Inside a sleepy town in the southern Netherlands you can find...Belgium
Inspecting a map of Baarle-Nassau and Baarle-Hertog, you wouldn't be blamed for assuming that the splattering of national borders was the result of a spilled ink pot by a careless cartographer centuries ago. But you’d be wrong.
Within the Dutch town of Baarle-Nassau lies another: that of Baarle-Hertog, part of the Belgian province of Antwerp. With a total area of just seven and a half square kilometres, the Flemish exclave of Baarle-Hertog is made up of 26 different pockets of land. Of these, 22 are surrounded by the Netherlands, three are situated on the border between the two countries and one is in Belgium itself. In turn the Flemish exclave hides within its boundaries many Dutch counter-exclaves (an exclave inside an exclave).
Confused yet? Residents certainly are. The separate territories have two different mayors, two police forces, two postal services, two bus companies, and are subject to two different sets of national laws.
At first glance the mongrel town might seem indistinguishable from any other in the area, with its bakeries, bicycle racks, red brick churches. But, looking closer, questions begin to surface: what do these strange white crosses marking the streets mean? Why are pavements painted with “NL” on one side, “B” on the other?
Legislative nightmare
These white markers pay no attention to obstacles in their path; streets, restaurants and even homes often find themselves split between two countries. House numbers are marked in the colours of their respective nations, and if the border runs straight through the middle of your doorway? Just pick a side.
When the Dutch government introduced restrictions on business opening hours, owners of restaurants on these frontier lines simply swapped customers over to tables on the Belgian side to be able to stay open later.
Yet it is the lead up to the New Year when crossing points really come to life. Thanks to laxer laws on the sale of fireworks in Belgium than the Netherlands, the end of December sees many citizens of Baarle-Nassau make their annual pilgrimage to the famous firework shops of Baarle-Hertog.
And considering that legal drinking starts from age 16 in Belgium (as opposed to 18 in the Netherlands), the Flemish certainly seem to be winning on the party front. But what about taxes?
Buildings caught across both sides of the Dutch-Flemish border pay tax according to which side their front door is located on. Locals wanting to reduce their bill need simply shift their entranceway.
Historical circumstances
Baarle’s Siamese twin towns were born out of a political tussle during the Middle Ages between the Lords of Breda and the Dukes of Brabant. Their treaties and tit-for-tat swaps cleaved up the region and to this day the name of each town bears witness to this history - Hertog, derived from a Dutch word meaning “duke”, and Nassau, a nod to the aristocratic House of Nassau which ruled the city of Breda in North Brabant.

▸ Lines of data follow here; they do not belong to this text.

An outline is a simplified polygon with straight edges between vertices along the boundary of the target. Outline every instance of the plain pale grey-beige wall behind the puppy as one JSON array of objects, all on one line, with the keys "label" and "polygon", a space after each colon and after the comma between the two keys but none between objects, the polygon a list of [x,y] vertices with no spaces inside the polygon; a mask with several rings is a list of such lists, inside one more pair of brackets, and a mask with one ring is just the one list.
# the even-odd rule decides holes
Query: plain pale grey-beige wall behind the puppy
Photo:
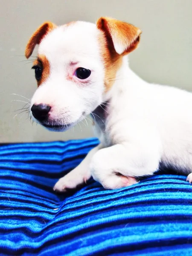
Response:
[{"label": "plain pale grey-beige wall behind the puppy", "polygon": [[25,99],[12,93],[30,99],[36,89],[24,50],[41,23],[96,22],[100,16],[128,21],[143,31],[140,47],[129,56],[140,77],[191,90],[192,0],[0,0],[0,143],[93,136],[85,122],[64,133],[30,125],[26,113],[15,116],[25,103],[12,100]]}]

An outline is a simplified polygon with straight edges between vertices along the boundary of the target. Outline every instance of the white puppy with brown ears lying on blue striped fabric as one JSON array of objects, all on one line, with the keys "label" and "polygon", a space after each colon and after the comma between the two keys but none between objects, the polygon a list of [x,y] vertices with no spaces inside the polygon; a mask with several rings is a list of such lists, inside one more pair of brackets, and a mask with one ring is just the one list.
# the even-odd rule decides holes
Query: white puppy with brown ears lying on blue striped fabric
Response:
[{"label": "white puppy with brown ears lying on blue striped fabric", "polygon": [[42,24],[26,46],[38,44],[35,121],[65,131],[91,114],[100,144],[54,190],[76,188],[91,176],[105,189],[137,183],[161,163],[192,181],[192,94],[149,84],[128,66],[141,31],[109,17],[96,24]]}]

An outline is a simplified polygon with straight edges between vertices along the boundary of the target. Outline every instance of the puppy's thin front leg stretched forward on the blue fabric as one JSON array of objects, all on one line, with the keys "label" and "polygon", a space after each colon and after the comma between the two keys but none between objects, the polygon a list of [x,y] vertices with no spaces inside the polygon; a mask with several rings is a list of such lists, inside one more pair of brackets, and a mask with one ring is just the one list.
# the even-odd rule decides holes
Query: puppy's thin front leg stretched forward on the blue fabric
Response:
[{"label": "puppy's thin front leg stretched forward on the blue fabric", "polygon": [[101,144],[90,150],[87,156],[82,160],[82,162],[69,172],[67,175],[62,177],[54,186],[54,190],[59,192],[65,192],[67,189],[75,189],[78,185],[86,183],[90,179],[90,161],[93,155],[102,148]]}]

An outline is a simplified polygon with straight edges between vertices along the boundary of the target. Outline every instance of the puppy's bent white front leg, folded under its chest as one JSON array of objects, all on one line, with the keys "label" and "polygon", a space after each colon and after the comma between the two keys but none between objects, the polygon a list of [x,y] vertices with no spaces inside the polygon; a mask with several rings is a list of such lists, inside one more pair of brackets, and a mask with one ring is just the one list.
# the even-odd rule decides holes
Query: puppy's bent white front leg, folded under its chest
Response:
[{"label": "puppy's bent white front leg, folded under its chest", "polygon": [[106,189],[116,189],[137,183],[135,177],[153,175],[158,169],[158,148],[136,144],[113,145],[94,154],[91,161],[93,178]]}]

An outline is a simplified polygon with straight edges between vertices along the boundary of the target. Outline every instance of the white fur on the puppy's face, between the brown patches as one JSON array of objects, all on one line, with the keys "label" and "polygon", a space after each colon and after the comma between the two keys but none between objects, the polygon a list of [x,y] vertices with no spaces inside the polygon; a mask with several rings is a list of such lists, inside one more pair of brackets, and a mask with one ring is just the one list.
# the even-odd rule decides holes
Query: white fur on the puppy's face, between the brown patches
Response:
[{"label": "white fur on the puppy's face, between the brown patches", "polygon": [[[36,90],[31,104],[51,105],[50,118],[64,129],[84,119],[102,102],[104,70],[95,40],[98,34],[94,24],[79,21],[69,27],[59,26],[39,45],[38,54],[49,61],[50,76]],[[73,75],[78,67],[92,71],[88,85]],[[67,80],[68,75],[75,82]]]}]

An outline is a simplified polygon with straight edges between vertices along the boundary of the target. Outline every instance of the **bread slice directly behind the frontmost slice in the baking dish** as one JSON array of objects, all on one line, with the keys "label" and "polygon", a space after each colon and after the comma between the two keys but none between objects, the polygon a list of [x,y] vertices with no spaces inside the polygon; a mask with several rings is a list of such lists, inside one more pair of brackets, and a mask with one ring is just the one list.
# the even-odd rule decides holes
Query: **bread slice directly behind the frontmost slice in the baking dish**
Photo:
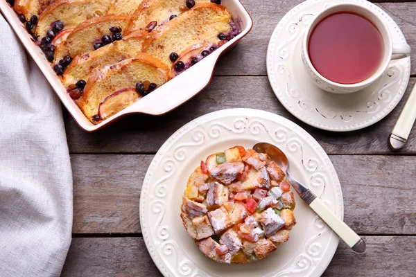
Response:
[{"label": "bread slice directly behind the frontmost slice in the baking dish", "polygon": [[62,83],[65,87],[75,84],[78,80],[87,80],[96,69],[107,64],[116,64],[130,57],[135,57],[141,51],[141,44],[146,33],[135,32],[123,39],[107,44],[86,55],[78,55],[64,71]]}]

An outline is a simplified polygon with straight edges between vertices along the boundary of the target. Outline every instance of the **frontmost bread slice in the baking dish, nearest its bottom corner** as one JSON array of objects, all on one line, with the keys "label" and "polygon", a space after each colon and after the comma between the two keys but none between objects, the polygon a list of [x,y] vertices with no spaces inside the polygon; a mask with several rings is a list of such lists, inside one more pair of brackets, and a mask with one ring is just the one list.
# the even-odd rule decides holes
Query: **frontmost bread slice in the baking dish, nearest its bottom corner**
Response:
[{"label": "frontmost bread slice in the baking dish, nearest its bottom corner", "polygon": [[[87,80],[83,96],[76,100],[85,116],[92,120],[98,114],[98,105],[119,89],[135,87],[136,82],[148,80],[157,87],[170,78],[168,68],[154,57],[139,54],[117,64],[104,66]],[[94,122],[96,120],[92,120]]]}]

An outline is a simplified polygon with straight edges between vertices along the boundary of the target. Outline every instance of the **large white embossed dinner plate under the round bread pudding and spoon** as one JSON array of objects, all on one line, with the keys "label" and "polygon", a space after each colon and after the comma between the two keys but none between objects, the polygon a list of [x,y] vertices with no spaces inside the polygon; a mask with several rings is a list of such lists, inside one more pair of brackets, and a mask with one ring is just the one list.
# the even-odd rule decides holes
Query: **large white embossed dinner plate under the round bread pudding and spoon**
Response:
[{"label": "large white embossed dinner plate under the round bread pudding and spoon", "polygon": [[338,236],[295,196],[297,224],[290,240],[267,258],[246,265],[218,264],[188,236],[180,204],[189,175],[209,154],[234,145],[277,145],[291,174],[343,218],[343,194],[327,154],[290,120],[257,109],[225,109],[196,118],[173,134],[148,168],[140,197],[146,247],[164,276],[320,276],[331,262]]}]

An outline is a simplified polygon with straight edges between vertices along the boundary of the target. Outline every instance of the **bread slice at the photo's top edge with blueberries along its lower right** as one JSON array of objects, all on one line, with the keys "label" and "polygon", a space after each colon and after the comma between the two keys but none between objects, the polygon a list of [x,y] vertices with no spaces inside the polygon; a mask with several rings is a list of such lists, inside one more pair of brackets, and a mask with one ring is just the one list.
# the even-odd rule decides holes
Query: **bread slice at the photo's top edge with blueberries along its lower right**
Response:
[{"label": "bread slice at the photo's top edge with blueberries along its lower right", "polygon": [[[196,0],[196,3],[208,3],[209,0]],[[151,21],[156,21],[157,25],[166,24],[171,15],[179,15],[187,9],[184,0],[144,0],[135,13],[128,26],[128,30],[146,30],[146,26]]]}]

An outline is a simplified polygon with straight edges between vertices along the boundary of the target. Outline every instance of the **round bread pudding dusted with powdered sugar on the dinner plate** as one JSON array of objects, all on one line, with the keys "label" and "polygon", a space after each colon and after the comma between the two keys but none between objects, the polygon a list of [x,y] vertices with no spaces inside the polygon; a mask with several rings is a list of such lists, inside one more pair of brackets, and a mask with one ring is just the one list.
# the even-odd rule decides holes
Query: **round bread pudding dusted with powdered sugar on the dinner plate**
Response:
[{"label": "round bread pudding dusted with powdered sugar on the dinner plate", "polygon": [[205,256],[221,263],[266,258],[289,239],[295,198],[267,154],[242,146],[211,154],[191,174],[182,222]]}]

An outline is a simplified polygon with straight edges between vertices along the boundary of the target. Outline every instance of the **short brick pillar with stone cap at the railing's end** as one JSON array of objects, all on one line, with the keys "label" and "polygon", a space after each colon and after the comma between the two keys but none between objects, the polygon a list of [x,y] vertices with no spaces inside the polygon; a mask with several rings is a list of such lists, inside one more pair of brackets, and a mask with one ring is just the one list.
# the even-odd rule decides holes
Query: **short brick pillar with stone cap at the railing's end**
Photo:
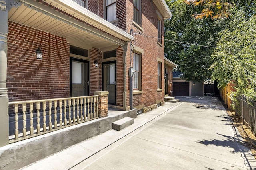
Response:
[{"label": "short brick pillar with stone cap at the railing's end", "polygon": [[100,117],[108,116],[108,92],[94,92],[94,95],[99,95],[98,111]]}]

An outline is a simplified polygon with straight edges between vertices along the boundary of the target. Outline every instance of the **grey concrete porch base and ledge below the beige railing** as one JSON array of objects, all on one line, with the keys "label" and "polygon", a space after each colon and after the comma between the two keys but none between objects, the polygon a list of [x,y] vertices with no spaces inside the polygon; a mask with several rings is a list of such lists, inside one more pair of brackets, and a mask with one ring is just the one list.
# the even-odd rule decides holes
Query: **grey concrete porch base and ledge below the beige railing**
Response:
[{"label": "grey concrete porch base and ledge below the beige railing", "polygon": [[[88,96],[88,98],[91,97]],[[54,130],[53,125],[50,133],[44,133],[43,129],[41,129],[40,135],[36,135],[35,133],[32,138],[16,141],[0,147],[0,169],[22,168],[86,139],[104,133],[112,129],[112,123],[115,121],[125,117],[136,118],[137,109],[122,111],[110,108],[107,109],[107,115],[107,117],[92,117],[92,119],[90,117],[84,117],[83,121],[79,117],[79,121],[75,123],[71,120],[71,125],[69,125],[68,121],[67,126],[64,125],[63,121],[63,126],[60,127],[58,123],[56,130]]]}]

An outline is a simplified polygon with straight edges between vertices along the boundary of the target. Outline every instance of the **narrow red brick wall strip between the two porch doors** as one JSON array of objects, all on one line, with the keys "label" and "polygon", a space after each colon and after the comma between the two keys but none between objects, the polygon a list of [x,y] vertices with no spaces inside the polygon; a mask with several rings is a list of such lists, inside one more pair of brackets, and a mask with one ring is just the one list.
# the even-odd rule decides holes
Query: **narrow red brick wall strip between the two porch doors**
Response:
[{"label": "narrow red brick wall strip between the two porch doors", "polygon": [[[94,62],[98,61],[99,67],[96,68]],[[96,49],[90,49],[90,95],[102,90],[102,53]]]}]

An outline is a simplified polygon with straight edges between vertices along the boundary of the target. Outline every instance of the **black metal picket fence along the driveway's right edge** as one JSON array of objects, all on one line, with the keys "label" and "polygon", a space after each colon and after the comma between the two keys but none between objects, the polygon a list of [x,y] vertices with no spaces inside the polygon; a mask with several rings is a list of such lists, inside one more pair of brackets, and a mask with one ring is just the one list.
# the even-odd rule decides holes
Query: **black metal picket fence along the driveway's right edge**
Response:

The complex web of lines we see on modern maps began to be sketched out in the 19th century yet continued to be contested until 1995 when the last blob of ‘no-man’s land’ (a small field outside of town) was finally given over to Belgium.
Today, Baarle’s hash of borders is little more a fascinating quirk (and a useful money-spinner for its tourist office). Yet during the First World War these national divides could mark out the difference between life and death. While trench-ridden Belgium was occupied by German armies, the Netherlands was neutral territory. Rather than brightly painted crosses, electric fences separated the two countries, and Baarle-Hertog became a safe haven for lucky refugees who made it across the border as well as a breeding ground for the Belgian resistance.
In our era of Google maps and geotagging, the world can feel dangerously like it is shrinking to fit a geography that has been implacably mapped out, with no arguments necessary or possible. Geopolitical anomalies like Baarle give us hope.
The town’s national borders are not just arbitrary lines, as random as a squeeze of mayonnaise dolloped roughly over some freshly fried frites. They’re a sign that the earth is not quite so fixed and knowable as we fear it might be.
Undefinable places have entrancing power over us. Everyday keen birdwatchers and curious tourists pile into the two 15-passenger boats that are allowed to land on Machias Seal Island, a small patch of sand in disputed waters claimed by both the United States and Canada. Then there are the illegal campers who have to be chased off Pheasant Island (Île des Faisans or Isla de los Faisanes) by either French or Spanish police, depending on which national government is at that time in charge of the uninhabited and off-limits island, which has changed hands between the two countries every six months for the past 350 years.
Rather than dividing us, these borders, the kind that weave together a strange patchwork quilt of different identities, bring people together because they reassure us that there are still parts of the world that cannot be explored, or explained, simply by Google maps.